Brian Aldiss is of course an eminent name in Science Fiction and this is one of his most admired books – but it left me vaguely dissatisfied.
The premise is an original and interesting one. Many SF stories start with the premise that humanity has been nearly wiped out (bit difficult to make a book of them being completely wiped out, though I do remember a brilliant short story in which the only evidence of the nature of our species and civilisation available to alien space travellers much later was a bit of Donald Duck cartoon film). These stories focus on the recreation of some kind of society and the struggle to survive. But the premise of “Greybeard” is that a military nuclear accident has apparently rendered all humans infertile. The race will die, but it will take a long time dying as no new children are born – but the casualty rate from the accident was quite low, so the population declines gradually.

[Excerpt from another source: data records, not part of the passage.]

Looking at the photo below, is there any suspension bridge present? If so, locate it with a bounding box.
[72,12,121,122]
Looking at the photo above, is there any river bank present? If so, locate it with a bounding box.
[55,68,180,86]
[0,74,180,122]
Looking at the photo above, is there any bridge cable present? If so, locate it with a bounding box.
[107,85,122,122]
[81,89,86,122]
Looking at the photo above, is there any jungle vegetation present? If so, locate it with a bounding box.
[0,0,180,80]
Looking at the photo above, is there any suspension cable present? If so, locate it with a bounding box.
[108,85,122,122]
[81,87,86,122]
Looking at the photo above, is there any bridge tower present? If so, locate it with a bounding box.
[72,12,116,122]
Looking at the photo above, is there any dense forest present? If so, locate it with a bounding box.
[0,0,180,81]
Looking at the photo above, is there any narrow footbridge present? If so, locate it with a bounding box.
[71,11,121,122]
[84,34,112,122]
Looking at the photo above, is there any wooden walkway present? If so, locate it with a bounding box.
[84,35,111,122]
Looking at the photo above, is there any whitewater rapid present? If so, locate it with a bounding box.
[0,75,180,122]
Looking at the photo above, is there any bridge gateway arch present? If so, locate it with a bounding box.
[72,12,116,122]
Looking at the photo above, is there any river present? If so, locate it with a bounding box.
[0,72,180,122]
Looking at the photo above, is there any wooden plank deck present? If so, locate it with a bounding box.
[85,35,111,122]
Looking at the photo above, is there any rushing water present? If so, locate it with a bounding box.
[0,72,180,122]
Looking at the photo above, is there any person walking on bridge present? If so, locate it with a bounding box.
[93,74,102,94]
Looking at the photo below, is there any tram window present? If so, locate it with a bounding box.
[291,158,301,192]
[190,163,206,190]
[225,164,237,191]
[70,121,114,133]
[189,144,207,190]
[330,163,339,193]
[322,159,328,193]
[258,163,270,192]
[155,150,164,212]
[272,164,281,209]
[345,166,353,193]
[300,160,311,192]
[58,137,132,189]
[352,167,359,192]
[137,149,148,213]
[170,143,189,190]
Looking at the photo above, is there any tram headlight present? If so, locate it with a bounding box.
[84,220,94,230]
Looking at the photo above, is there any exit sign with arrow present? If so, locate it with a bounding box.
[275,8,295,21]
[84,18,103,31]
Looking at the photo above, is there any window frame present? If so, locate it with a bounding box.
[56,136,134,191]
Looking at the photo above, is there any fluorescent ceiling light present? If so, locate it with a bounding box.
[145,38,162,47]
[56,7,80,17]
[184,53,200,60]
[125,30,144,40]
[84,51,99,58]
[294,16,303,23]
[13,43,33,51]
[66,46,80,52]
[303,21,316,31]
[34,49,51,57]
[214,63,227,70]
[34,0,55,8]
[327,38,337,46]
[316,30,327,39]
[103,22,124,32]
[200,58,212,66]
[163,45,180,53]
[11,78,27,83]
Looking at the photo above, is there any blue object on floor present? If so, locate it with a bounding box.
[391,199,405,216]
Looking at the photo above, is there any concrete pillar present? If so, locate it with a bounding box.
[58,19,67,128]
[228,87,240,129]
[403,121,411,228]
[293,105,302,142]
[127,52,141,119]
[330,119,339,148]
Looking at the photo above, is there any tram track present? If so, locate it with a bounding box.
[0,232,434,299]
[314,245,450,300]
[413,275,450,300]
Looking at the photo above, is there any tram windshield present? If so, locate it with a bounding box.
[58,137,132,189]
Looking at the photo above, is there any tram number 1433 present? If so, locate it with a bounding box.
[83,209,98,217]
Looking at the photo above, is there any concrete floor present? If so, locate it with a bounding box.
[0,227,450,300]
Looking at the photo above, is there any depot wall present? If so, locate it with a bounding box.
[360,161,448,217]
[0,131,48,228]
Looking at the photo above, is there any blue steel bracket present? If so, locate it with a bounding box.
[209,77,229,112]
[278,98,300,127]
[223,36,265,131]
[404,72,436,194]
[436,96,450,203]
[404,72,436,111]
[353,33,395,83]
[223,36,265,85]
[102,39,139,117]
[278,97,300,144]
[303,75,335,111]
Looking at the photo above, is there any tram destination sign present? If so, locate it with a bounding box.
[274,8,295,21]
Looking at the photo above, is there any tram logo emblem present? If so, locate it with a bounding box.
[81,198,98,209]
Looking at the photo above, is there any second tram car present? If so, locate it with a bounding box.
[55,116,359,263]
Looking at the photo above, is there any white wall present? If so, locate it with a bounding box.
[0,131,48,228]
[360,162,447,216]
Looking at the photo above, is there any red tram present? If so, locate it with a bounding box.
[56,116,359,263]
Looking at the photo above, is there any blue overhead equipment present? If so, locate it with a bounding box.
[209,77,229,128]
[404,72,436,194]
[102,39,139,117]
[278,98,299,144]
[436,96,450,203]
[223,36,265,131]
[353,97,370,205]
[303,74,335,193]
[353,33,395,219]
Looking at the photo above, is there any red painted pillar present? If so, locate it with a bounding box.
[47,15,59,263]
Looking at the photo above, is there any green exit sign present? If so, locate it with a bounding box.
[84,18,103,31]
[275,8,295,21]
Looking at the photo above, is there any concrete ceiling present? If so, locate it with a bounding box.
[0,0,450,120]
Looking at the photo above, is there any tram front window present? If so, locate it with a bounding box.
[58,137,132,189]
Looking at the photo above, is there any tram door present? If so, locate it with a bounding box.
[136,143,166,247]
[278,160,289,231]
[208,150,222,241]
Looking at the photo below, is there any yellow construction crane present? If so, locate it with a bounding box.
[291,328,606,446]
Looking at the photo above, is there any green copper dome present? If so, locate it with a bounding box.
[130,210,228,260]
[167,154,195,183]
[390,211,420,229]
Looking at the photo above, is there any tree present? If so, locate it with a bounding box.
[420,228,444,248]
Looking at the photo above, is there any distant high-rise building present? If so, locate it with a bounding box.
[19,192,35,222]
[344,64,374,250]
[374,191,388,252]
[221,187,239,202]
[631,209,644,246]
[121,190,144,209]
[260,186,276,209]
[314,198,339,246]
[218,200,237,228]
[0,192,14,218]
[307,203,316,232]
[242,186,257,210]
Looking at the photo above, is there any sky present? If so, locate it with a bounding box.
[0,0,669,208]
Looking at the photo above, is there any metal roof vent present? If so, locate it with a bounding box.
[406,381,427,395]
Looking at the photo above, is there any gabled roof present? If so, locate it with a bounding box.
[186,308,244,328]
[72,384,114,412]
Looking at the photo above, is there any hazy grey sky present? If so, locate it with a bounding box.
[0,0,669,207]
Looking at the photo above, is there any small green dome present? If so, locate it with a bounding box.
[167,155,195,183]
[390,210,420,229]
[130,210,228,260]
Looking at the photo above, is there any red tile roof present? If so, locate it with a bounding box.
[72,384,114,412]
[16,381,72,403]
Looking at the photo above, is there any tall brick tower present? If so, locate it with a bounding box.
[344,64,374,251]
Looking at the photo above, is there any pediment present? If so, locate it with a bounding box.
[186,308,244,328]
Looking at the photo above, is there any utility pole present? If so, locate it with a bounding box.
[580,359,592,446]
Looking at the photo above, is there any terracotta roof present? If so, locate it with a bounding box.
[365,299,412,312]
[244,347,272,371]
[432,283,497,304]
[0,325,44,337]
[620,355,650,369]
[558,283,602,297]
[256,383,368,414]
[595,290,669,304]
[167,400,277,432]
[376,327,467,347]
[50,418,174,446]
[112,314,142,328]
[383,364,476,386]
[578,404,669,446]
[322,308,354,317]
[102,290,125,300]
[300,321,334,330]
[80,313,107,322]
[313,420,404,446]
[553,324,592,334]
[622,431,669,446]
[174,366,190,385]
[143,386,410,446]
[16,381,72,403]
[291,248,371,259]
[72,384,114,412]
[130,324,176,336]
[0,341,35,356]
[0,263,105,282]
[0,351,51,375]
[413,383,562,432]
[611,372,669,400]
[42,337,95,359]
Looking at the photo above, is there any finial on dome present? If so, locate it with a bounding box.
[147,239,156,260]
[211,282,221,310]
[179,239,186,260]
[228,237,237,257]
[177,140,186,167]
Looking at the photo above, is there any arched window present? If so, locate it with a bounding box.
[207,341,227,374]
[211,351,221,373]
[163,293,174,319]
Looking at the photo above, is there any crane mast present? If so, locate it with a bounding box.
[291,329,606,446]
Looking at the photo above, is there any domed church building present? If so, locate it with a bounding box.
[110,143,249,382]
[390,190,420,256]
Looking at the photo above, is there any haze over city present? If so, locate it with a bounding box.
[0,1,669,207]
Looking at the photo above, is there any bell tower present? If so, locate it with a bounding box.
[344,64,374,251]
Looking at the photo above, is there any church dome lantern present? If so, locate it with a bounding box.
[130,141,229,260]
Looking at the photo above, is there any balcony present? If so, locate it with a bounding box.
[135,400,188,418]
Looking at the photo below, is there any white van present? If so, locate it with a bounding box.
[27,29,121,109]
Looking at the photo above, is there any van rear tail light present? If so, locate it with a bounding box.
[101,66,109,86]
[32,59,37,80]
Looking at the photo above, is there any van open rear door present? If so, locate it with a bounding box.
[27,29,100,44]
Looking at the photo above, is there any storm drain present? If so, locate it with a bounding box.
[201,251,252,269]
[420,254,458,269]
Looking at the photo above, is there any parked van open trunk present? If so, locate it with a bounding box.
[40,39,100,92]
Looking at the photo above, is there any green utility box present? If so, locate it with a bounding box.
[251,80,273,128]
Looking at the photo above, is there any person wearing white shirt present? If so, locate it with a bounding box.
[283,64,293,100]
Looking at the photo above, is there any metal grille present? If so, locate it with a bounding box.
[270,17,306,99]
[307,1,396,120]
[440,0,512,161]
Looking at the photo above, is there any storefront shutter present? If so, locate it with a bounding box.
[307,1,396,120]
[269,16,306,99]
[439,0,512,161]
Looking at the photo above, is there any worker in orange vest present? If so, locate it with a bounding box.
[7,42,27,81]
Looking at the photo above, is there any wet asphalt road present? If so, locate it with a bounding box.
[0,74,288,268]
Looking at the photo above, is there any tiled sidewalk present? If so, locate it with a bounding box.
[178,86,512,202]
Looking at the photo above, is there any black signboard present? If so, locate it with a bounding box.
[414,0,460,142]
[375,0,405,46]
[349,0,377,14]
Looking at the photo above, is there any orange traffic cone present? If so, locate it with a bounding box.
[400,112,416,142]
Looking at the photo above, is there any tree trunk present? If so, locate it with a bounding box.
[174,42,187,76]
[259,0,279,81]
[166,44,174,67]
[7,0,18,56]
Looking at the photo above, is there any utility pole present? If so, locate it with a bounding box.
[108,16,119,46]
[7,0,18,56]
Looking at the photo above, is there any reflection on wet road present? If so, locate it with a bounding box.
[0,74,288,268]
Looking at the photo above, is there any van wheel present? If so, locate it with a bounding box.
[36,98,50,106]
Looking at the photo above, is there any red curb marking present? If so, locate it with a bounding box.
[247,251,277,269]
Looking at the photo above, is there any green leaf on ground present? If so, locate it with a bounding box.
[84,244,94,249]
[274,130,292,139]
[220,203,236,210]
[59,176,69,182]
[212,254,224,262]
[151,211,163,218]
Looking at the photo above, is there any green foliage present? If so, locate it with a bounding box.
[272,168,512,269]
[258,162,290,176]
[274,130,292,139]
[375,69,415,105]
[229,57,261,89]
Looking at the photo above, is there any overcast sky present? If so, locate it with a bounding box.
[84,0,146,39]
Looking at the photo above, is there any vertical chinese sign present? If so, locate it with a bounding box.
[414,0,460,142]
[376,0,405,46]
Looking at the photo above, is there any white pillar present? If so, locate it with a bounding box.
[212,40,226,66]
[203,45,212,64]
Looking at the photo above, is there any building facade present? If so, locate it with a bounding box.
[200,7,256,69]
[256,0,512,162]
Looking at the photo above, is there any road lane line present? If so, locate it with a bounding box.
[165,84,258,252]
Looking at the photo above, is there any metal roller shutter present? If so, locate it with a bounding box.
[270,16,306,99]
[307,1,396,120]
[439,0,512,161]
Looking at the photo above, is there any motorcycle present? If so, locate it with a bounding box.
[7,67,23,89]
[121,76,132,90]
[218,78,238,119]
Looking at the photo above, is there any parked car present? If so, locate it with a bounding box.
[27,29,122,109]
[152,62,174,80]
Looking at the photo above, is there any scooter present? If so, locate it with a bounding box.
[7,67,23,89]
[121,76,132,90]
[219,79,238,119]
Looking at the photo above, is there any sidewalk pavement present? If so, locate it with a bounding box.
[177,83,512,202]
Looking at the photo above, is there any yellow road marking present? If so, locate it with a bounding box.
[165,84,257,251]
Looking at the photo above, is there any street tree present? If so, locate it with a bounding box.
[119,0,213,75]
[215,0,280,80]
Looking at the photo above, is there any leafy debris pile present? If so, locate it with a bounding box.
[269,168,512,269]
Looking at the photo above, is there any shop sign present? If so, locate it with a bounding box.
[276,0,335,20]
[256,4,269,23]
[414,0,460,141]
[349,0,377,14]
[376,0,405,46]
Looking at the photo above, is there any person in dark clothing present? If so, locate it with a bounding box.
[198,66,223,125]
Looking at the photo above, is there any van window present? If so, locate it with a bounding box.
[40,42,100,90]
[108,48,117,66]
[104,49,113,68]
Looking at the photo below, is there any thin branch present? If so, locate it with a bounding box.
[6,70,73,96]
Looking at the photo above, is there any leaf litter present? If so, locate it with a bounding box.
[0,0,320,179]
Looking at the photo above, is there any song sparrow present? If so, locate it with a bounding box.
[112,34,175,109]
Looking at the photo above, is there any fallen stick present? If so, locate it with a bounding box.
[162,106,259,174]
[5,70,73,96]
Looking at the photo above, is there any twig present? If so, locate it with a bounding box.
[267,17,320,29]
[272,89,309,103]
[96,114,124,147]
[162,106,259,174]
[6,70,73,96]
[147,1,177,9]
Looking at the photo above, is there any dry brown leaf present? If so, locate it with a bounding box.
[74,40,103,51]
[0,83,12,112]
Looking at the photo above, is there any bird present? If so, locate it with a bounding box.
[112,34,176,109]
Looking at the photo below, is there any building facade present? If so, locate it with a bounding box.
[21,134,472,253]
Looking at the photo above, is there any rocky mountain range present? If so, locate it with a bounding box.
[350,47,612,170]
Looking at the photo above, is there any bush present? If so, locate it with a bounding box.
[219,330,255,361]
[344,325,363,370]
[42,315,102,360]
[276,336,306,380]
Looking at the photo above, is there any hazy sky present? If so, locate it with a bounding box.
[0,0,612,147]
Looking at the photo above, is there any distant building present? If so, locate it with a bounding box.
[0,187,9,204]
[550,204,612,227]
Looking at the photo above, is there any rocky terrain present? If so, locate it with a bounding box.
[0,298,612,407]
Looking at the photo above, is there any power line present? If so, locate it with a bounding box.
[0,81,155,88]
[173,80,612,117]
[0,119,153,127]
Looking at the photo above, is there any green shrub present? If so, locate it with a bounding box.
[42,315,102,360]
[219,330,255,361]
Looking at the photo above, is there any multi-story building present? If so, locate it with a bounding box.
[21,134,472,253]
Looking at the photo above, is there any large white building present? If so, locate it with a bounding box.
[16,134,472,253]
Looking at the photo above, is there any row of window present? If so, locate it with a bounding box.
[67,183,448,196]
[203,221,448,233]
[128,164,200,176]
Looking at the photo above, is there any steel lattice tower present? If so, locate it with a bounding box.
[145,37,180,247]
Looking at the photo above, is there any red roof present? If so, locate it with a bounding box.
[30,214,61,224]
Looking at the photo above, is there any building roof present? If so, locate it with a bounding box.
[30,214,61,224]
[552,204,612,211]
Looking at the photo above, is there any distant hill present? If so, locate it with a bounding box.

Initially government, law and the rest hold up, but bit by bit they collapse, not only from the physical pressures, but from the loss of hope. Society and government depend on people being willing to make sacrifices and plans for their children and future generations. Now, of course, we have a crude geneticist explanation for this, but actually people often do not act in the interests of “the selfish gene” and this is not a “mistake” but a choice. They do, though, look to the future. If the only future is one without humans, they live merely for the present and that is not enough.
In fact it turns out that some few relatively healthy children have been born, but are living separate from the ageing adults and building their own basic society. We gain no insight, though, into the nature of this society.
That all sounds fascinating to me, but despite the excellence of the description, I feel Aldiss (or someone) could have written a deeper book on the same theme.
The central characters are Greybeard, an ageing English scientist, and his wife. Everything is seen through Greybeard’s eyes, though the narration is in the third person. the danger in this method is that the use of the third person lulls us into forgetting that we’re receiving only one person’s perception. The characters apart from these two are seen fairly superficially depicted and the two religious characters – one quack prophet and one decent if gloomy friend of Greybeard – are seen entirely from the outside. I felt Aldiss saw religion purely as a set of rules and explanations and did not understand spirituality. One could say that’s Greybeard’s perception only, but exploring how someone with a deep faith would have reacted to these circumstances is an interesting challenge not met here.
Greybeard is driven by an illogical wish to reach the mouth of the river (Thames) from his shabby and declining community near Oxford, but the book ends before he reaches it with the discovery of healthy children. Maybe the journey to the mouth of the river is a metaphor for life and death, but if so, more could be made of it. A bit more is made of the fact that Greybeard had been recruited for a project to record the decline of society, giving him a raison d’etre (if a strange one) beyond survival and love, but again I feel the idea is so fascinating, more could be made of it.
The action set in the present is brilliantly thought out, but some of the flashback seems a bit perfunctory. In particular I don’t understand the point of an episode where the young Greybeard and his girlfriend travel to the U.S.A. when most governments are still functioning, for the recording project and she is kidnapped by someone who wants to enjoy dominating her, but does not rape her. Nothing flows from this and it seems like an episode out of another book.